Saturday 6 December, 2008

Terrorists claim more casualties as heads roll in Congress



The Congress led UPA Government at the Centre has finally found itself under pressure to act. After the second attack in New Delhi months ago, the government promised to set up an anti-terror agency and Cabinet Minister Kapil Sibal assured the nation that the government was moving its feet. It turns out that those feet were made of solid lead.

Stung to the quick by public outrage over the Mumbai terror attacks, the Congress has had to remove the most notorious of its lazy figureheads. Senior Gandhi family loyalist Shivraj Patil, having disgraced the Home Ministry for four long years, has had to put in his papers. The same fate has befallen Vilasrao Desmukh, who between hopping socialite parties in South Mumbai and pushing for his son's movie career, has never taken affairs of state very seriously.

There are two questions here, one obvious and the other more subtle. The obvious question is why the underperformers in question had not been previously removed. Does it take scores of terrorist attacks, culminating in a 60 hour showdown in the financial capital of the country to remove a Union Minister who, time and again, has been rated as the worst government functionary, a man who has neither administrative ability, political acumen nor mass support.

The weakness of the UPA government actually follows from a political culture created way back in 2004. After the rousing victory of the Congress and its allies, the winners took the extraordinary step of excluding the enthusiastic new leaders from the administration. Those such as Ambika Soni, Jaipal Reddy and even Kapil Sibal were either excluded from the ministry altogether or pushed into unimportant positions. Young leaders such as Milind Deora, Jyotiraditya Scindia, Sachin Pilot and Jitin Prasad were also kept away, for fear that they would steal the thunder from the Congress' highly unintelligent heir apparent: Rahul baba. Instead the group of people who were summoned to New Delhi to govern the country were mostly die hard Gandhi loyalists, leaders of a bygone era. The plan was to make the country slide backwards into 1980.
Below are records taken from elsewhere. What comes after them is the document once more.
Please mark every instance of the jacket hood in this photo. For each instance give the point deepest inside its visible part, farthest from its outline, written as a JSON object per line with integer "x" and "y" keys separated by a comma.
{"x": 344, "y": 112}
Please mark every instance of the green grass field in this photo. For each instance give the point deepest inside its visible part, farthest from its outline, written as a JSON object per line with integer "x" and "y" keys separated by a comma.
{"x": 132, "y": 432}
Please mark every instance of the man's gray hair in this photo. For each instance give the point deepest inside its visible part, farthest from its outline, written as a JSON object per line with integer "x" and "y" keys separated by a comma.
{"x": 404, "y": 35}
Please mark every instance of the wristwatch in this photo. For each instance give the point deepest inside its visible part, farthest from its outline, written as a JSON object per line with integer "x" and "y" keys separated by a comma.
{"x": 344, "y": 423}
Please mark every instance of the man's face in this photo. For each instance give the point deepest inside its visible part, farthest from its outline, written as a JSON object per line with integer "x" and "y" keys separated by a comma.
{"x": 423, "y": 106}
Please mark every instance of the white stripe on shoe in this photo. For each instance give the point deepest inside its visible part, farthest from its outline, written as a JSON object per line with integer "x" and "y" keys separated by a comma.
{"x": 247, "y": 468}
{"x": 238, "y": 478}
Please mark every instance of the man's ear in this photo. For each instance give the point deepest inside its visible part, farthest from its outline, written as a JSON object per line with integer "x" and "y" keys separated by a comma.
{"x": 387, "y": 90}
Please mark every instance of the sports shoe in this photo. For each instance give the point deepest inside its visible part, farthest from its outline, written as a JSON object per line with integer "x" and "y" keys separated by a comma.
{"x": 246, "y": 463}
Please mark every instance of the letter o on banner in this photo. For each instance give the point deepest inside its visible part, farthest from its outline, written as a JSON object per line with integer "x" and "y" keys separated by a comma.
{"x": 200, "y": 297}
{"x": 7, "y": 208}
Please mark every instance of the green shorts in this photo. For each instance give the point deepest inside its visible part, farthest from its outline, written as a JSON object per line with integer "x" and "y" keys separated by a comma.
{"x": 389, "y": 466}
The second, more subtle question is what actually impelled the government to act to remove its senior functionaries. Was it public pressure or media pressure? There is an uncomfortable class war issue underlying the Mumbai episode that needs to be addressed. After the 26/11 attacks, those in the elite media realized that their own lives were under threat as well and that their support for the human rights of terrorists had not earned them sympathy of radical Jihadis. Much to their horror, they figured out that terrorists understood the power of symbolism and henceforth would be more likely to attack "high value targets" instead of taking the cheaper human lives on footpaths and temples. Notice that the media, the fourth estate of democracy, is actually the least democratic of all. Ironically enough, it always seems to be the most democratic of them all...the true voice of the people. Therein lies the danger.